How to rigorously evaluate the multidimensional capabilities of large language model (LLM) agents in open-ended, data-driven scientific research tasks? This paper introduces BLADE, the first benchmark specifically designed for this scenario, comprising 12 real-world scientific datasets and associated research questions. BLADE enables automated, multidimensional evaluation of planning, memory, and code-execution capabilities in LLM agents. To address core challenges in open-ended analysis—including solution multiplicity, partial correctness, and representation heterogeneity—it innovatively integrates expert-annotated ground truth with computationally grounded semantic matching. Technically, BLADE unifies programmatic code execution, statistical semantic parsing, multi-representation alignment, and expert-in-the-loop validation. Experimental results demonstrate that current LLM agents predominantly perform only basic analyses; those supporting interactive data exploration exhibit significantly greater analytical diversity, yet still fall substantially short of domain-expert performance.

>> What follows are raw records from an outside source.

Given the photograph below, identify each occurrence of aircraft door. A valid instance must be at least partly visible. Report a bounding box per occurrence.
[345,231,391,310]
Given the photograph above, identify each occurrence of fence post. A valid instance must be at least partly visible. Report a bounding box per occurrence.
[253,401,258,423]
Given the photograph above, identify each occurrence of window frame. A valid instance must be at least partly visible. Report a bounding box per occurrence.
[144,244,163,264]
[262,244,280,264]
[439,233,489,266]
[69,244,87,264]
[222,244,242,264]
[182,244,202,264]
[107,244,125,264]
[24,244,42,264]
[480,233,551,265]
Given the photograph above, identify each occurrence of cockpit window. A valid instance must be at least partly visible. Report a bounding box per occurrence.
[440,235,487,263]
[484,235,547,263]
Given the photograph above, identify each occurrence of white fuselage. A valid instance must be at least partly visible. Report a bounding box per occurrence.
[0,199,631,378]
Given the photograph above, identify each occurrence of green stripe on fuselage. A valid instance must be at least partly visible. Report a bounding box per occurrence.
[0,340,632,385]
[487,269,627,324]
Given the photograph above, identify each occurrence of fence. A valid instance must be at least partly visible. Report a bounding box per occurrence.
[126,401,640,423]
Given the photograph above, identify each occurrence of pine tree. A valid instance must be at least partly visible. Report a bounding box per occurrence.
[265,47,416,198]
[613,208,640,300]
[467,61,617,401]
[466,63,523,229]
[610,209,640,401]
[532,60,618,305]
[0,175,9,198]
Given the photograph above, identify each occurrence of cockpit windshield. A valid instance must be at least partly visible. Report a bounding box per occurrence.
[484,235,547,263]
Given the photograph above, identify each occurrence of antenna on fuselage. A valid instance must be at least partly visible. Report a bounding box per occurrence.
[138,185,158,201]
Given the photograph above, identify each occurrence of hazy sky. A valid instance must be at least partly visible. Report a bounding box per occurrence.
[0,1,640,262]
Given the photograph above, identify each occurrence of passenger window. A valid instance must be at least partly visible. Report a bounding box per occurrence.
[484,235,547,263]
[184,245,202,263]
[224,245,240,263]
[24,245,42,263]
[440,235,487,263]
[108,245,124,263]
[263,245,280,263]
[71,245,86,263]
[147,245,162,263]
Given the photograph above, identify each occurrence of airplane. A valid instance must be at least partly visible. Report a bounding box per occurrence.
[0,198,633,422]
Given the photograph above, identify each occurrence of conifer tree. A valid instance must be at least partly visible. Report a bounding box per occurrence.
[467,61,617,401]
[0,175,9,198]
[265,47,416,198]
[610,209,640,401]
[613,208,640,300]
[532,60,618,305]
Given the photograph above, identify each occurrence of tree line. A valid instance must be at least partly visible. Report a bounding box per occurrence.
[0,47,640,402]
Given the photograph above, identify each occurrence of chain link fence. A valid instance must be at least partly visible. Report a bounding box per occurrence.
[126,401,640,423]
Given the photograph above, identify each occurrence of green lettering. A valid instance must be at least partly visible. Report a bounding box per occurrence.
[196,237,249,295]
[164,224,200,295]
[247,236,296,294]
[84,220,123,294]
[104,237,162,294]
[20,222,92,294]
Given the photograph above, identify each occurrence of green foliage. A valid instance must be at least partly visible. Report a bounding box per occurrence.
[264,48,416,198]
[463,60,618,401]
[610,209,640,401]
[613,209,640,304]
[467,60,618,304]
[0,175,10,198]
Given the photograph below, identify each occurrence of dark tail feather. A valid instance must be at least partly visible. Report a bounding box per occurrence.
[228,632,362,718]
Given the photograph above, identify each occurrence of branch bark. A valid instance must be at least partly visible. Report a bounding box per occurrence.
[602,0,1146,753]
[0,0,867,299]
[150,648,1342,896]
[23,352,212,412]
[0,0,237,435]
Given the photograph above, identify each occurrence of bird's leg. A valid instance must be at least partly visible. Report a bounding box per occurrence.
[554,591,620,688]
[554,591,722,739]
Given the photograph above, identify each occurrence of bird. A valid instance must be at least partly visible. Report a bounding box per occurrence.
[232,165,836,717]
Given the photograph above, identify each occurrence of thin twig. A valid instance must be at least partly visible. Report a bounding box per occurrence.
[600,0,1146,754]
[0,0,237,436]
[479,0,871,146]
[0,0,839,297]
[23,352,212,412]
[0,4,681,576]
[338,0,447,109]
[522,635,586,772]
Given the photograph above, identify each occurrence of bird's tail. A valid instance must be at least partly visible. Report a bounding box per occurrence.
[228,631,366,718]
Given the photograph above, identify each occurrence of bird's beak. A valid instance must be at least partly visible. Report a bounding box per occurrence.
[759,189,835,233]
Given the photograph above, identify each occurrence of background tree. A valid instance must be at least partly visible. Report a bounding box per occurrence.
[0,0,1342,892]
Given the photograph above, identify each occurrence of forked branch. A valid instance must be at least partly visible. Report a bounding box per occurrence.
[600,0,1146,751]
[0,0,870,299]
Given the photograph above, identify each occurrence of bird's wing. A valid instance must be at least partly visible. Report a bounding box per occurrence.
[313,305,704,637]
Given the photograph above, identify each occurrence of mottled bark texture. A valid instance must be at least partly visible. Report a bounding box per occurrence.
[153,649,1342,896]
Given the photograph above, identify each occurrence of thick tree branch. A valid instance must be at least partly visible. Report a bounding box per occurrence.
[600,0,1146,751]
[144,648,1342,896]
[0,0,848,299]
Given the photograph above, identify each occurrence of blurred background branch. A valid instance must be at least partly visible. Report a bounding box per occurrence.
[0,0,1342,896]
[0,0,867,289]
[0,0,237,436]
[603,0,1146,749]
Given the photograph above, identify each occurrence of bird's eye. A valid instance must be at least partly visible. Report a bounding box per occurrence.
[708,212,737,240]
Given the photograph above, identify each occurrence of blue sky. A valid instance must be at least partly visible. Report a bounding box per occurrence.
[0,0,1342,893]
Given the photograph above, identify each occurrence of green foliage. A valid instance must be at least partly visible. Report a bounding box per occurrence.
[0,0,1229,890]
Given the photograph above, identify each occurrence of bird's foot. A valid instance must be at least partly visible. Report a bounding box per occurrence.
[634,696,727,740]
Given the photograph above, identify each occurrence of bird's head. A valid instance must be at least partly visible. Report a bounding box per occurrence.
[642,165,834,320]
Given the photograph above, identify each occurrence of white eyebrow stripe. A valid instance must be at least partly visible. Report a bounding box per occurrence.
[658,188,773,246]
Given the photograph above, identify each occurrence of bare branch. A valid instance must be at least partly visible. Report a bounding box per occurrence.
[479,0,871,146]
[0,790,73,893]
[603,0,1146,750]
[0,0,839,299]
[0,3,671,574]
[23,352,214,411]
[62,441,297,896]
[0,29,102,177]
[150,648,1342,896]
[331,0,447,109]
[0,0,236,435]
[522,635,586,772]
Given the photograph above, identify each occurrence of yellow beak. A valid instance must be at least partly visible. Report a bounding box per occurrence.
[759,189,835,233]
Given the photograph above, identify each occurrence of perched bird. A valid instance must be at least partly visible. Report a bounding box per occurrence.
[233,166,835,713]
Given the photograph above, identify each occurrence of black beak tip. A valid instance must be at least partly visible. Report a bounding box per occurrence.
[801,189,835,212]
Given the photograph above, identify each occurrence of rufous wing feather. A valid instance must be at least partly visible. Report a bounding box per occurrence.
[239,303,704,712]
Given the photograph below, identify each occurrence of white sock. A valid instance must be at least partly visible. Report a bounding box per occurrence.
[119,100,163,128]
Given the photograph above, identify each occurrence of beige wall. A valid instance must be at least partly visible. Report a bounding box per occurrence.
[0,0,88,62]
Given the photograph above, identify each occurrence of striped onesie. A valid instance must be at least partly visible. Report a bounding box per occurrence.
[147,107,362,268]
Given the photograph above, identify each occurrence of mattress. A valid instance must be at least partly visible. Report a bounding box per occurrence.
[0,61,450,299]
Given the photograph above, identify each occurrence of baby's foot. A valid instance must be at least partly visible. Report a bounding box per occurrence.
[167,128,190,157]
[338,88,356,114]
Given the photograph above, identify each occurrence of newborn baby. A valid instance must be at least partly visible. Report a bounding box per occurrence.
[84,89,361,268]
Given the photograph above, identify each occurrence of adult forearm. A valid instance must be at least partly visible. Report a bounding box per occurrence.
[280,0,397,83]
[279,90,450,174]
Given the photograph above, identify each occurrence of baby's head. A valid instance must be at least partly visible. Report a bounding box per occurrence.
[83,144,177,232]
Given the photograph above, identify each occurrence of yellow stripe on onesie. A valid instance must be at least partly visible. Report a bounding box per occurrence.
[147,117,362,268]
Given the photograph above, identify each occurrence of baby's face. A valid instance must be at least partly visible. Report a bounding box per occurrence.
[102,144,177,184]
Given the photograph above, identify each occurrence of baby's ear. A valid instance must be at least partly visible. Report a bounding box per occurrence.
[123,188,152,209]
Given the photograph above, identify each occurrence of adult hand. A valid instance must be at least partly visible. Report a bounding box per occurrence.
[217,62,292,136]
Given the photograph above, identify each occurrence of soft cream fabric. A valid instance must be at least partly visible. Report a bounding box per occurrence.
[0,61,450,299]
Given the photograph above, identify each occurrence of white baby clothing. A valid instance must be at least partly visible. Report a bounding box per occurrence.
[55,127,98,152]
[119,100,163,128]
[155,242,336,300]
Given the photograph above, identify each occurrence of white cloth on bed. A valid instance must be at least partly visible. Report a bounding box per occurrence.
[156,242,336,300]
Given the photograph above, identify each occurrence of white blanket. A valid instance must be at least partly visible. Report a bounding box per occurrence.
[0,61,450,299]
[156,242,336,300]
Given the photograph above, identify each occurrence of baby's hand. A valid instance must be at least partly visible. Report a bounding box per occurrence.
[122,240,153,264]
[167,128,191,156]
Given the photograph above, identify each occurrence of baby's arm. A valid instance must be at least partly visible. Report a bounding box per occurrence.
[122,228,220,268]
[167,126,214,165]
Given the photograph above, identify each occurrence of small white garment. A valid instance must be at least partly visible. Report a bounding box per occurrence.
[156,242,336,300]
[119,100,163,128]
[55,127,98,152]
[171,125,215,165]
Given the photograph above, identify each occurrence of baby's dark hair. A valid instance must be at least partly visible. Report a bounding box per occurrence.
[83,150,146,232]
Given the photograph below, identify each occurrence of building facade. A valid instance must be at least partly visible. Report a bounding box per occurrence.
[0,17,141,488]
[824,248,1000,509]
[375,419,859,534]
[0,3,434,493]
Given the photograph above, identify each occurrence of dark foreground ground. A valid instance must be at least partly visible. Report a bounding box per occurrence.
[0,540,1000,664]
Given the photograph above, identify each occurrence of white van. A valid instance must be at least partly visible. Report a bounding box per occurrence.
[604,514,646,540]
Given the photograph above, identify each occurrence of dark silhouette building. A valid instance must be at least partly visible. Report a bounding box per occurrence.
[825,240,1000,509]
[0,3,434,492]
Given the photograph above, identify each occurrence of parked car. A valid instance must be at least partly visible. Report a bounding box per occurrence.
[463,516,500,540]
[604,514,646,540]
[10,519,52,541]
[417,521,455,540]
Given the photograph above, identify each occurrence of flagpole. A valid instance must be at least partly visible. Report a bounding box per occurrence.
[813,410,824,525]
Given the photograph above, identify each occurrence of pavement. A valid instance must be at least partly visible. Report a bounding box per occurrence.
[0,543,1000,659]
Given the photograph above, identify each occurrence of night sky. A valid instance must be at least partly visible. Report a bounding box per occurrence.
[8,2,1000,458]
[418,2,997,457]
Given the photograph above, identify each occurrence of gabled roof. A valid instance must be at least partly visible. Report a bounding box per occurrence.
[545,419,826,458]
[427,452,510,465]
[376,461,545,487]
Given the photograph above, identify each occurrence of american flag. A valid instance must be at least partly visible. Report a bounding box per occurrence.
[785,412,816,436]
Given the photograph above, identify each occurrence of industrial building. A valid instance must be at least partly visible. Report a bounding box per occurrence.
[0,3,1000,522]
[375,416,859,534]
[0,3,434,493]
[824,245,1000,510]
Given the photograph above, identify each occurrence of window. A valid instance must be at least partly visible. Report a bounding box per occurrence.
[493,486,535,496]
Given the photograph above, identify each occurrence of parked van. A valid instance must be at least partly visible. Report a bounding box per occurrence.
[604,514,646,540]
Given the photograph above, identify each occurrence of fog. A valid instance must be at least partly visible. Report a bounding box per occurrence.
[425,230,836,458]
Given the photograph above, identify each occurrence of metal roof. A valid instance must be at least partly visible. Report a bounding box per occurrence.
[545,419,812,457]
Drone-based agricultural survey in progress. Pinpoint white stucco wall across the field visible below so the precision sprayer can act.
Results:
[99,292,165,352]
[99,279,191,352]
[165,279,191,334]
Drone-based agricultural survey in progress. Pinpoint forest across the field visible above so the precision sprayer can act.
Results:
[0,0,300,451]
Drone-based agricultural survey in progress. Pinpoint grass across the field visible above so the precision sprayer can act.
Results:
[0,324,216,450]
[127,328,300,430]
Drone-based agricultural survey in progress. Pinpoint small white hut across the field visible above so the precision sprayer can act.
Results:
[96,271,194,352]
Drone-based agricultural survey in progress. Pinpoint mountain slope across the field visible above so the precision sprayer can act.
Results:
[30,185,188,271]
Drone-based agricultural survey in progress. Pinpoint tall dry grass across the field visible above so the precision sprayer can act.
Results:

Data-driven scientific discovery requires the iterative integration of scientific domain knowledge, statistical expertise, and an understanding of data semantics to make nuanced analytical decisions, e.g., about which variables, transformations, and statistical models to consider. LM-based agents equipped with planning, memory, and code execution capabilities have the potential to support data-driven science. However, evaluating agents on such open-ended tasks is challenging due to multiple valid approaches, partially correct steps, and different ways to express the same decisions. To address these challenges, we present BLADE, a benchmark to automatically evaluate agents'multifaceted approaches to open-ended research questions. BLADE consists of 12 datasets and research questions drawn from existing scientific literature, with ground truth collected from independent analyses by expert data scientists and researchers. To automatically evaluate agent responses, we developed corresponding computational methods to match different representations of analyses to this ground truth. Though language models possess considerable world knowledge, our evaluation shows that they are often limited to basic analyses. However, agents capable of interacting with the underlying data demonstrate improved, but still non-optimal, diversity in their analytical decision making. Our work enables the evaluation of agents for data-driven science and provides researchers deeper insights into agents'analysis approaches.